Костя был страстным коллекционером. Он собирал марки, монеты, спичечные коробки, растения, камни, черепки старинных сосудов.
Одно время родителям пришлось несколько раз переезжать из города в город. Костя каждый раз вынужден был менять школу. Однажды он попал в очень плохую. Там ребята вначале били Костю, отнимали у него завтраки, но он ни разу на них не пожаловался. Тогда класс признал, что новичок заслуживает уважения.
У Кости рано развилось чувство ответственности. Он всегда помогал родителям, а сестрёнка, которая была моложе его на пять лет, считала его вторым отцом. Заботясь о её развитии, он рассказывал ей истории из прочитанных книг, проверял, как она усвоила прочитанное. Когда девочка одно время увлеклась танцами, он взволновался и пришёл объясниться с родителями.
— Я боюсь, что у неё ноги разовьются лучше, чем голова, — заявил он.
Костя кончил школу шестнадцати лет и с компанией окончивших поехал на экскурсию в Крым. Здесь окончательно определились его интересы. Хотя ум его жадно впитывал самые разносторонние знания, но особенно увлёкся он историей, нравами и языками далёких нам по времени и культуре народов.
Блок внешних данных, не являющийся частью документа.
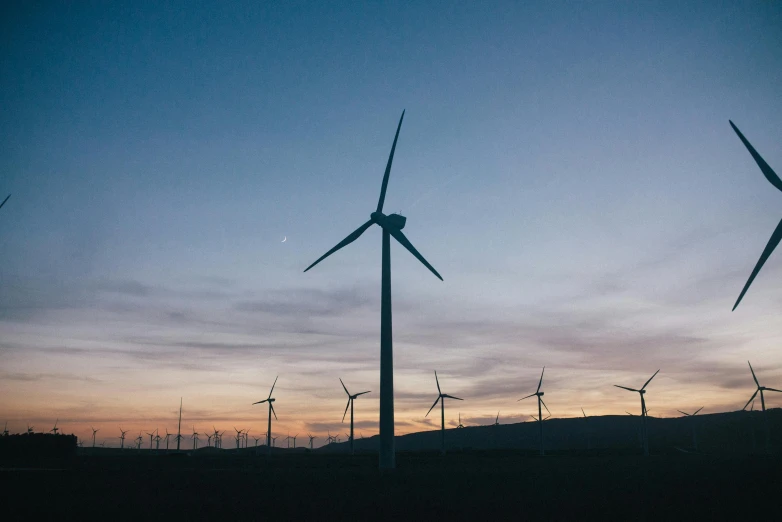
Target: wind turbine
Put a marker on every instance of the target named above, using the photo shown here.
(772, 177)
(351, 400)
(539, 394)
(179, 436)
(441, 398)
(761, 389)
(392, 225)
(641, 392)
(270, 400)
(694, 435)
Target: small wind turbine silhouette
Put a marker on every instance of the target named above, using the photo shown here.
(351, 400)
(692, 421)
(392, 225)
(539, 394)
(270, 400)
(641, 392)
(761, 389)
(441, 398)
(776, 237)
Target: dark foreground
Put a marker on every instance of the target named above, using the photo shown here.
(470, 485)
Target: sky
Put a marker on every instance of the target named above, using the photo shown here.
(568, 167)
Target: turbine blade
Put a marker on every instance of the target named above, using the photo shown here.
(650, 379)
(348, 240)
(433, 405)
(771, 176)
(399, 236)
(753, 374)
(776, 237)
(750, 400)
(388, 167)
(541, 380)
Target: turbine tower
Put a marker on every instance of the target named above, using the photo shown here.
(441, 398)
(761, 389)
(179, 426)
(351, 400)
(772, 177)
(692, 421)
(642, 392)
(270, 400)
(539, 394)
(392, 225)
Он с восторгом рассматривал дворец в Бахчисарае, поднимался на Генуэзскую башню, рылся в развалинах Херсонеса. Там он нашёл ценную древнегреческую гемму — камень с миниатюрным резным изображением. Ею заинтересовались даже в Эрмитаже.
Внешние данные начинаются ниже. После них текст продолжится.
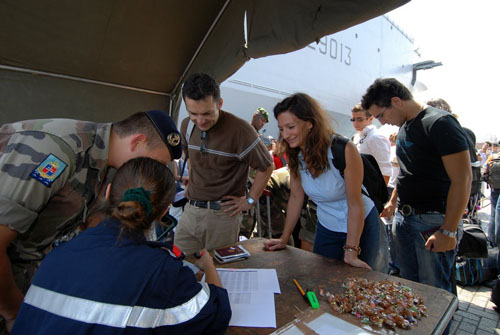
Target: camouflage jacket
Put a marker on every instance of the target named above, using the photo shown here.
(50, 171)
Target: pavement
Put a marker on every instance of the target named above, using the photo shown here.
(475, 314)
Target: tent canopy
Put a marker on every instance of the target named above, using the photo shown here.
(152, 45)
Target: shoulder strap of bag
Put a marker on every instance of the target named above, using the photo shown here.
(338, 152)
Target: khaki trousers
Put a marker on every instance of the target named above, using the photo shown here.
(205, 228)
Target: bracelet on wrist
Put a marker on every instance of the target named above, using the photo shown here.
(354, 248)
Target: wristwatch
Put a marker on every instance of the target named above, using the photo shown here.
(250, 200)
(448, 233)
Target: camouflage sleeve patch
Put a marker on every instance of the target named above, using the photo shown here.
(48, 171)
(27, 177)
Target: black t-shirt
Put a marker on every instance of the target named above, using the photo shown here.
(422, 141)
Шестнадцатилетних не принимали в вузы. Но Константин Ильич не хотел терять ни одного года. После долгих хлопот его допустили к экзаменам. Он блестяще выдержал их и на всякий случай — в два вуза сразу. Его выбор остановился на Ленинградском институте живых восточных языков. Он решил стать китаистом — знатоком Китая. Его привлекали своеобразие китайского быта и искусства, седая древность высокой китайской культуры, неисследованность большей части территории Китая, наконец сама вошедшая в пословицу трудность «китайской грамоты» — ему хотелось испробовать на ней свою исключительную память. В его голове уложились уже бесчисленные даты исторических событий, названия сотен островов Тихого океана, высоты всех главных вершин Кордильер и многое другое, — должны были уложиться и китайские иероглифы.